Sen. Kamala Harris (D-CA), a member of the Senate Judiciary Committee, is participating in Judge Amy Coney Barrett’s confirmation hearings remotely because the GOP has failed to take “commonsense steps to protect members, aides, Capitol complex workers, and members of the media,” her spokesperson said over the weekend.
“Due to Judiciary Committee Republicans’ refusal to take commonsense steps to protect members, aides, Capitol complex workers, and members of the media, Senator Harris plans to participate in this week’s hearings remotely from her Senate office in the Hart building,” Harris spokesman Chris Harris said in a statement.
In a tweet on Sunday, Harris proclaimed, “[Lindsey] Graham and Senate Republicans are endangering the lives of not just members and our staff, but the hardworking people who keep the Senate complex running”:
By moving forward with Supreme Court confirmation hearings tomorrow—less than 2 weeks after members tested positive—Chairman Graham and Senate Republicans are endangering the lives of not just members and our staff, but the hardworking people who keep the Senate complex running.

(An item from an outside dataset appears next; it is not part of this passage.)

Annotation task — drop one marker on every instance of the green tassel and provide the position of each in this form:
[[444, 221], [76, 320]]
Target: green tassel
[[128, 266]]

— Kamala Harris (@SenKamalaHarris) October 11, 2020
Chairman Lindsey Graham (R-SC) kicked off the hearing Monday morning, describing Barrett as existing in a “category of excellence” and asking his Democrat colleagues to conduct the week of contentious hearings with respect. Ranking member Dianne Feinstein (D-CA), who attended the hearing in person, followed, using her opening statement to paint a dire picture of the future of health care in America. However, she said she hopes it will be a “very good hearing.”
Harris’s participation comes as she continues to campaign as Joe Biden’s (D) running mate, with the election less than a month away. Harris largely led the charge against now-Justice Brett Kavanaugh during the last confirmation hearing, pursuing unsubstantiated allegations of sexual misconduct against Kavanaugh and sharing deceptively edited videos. During the hearing, she famously attempted to incorporate the now-debunked Trump-Russia collusion theory, asking Kavanaugh if he spoke to someone at a Trump-linked law firm regarding former special counsel Robert Mueller’s investigation. She claimed to have had a “good reason to believe there was a conversation.”
Harris has already publicized her opposition to Trump’s nomination but has refused to say if a Biden-Harris administration would pack the court. However, when asked about it in 2019, she said she was “absolutely” open to the idea.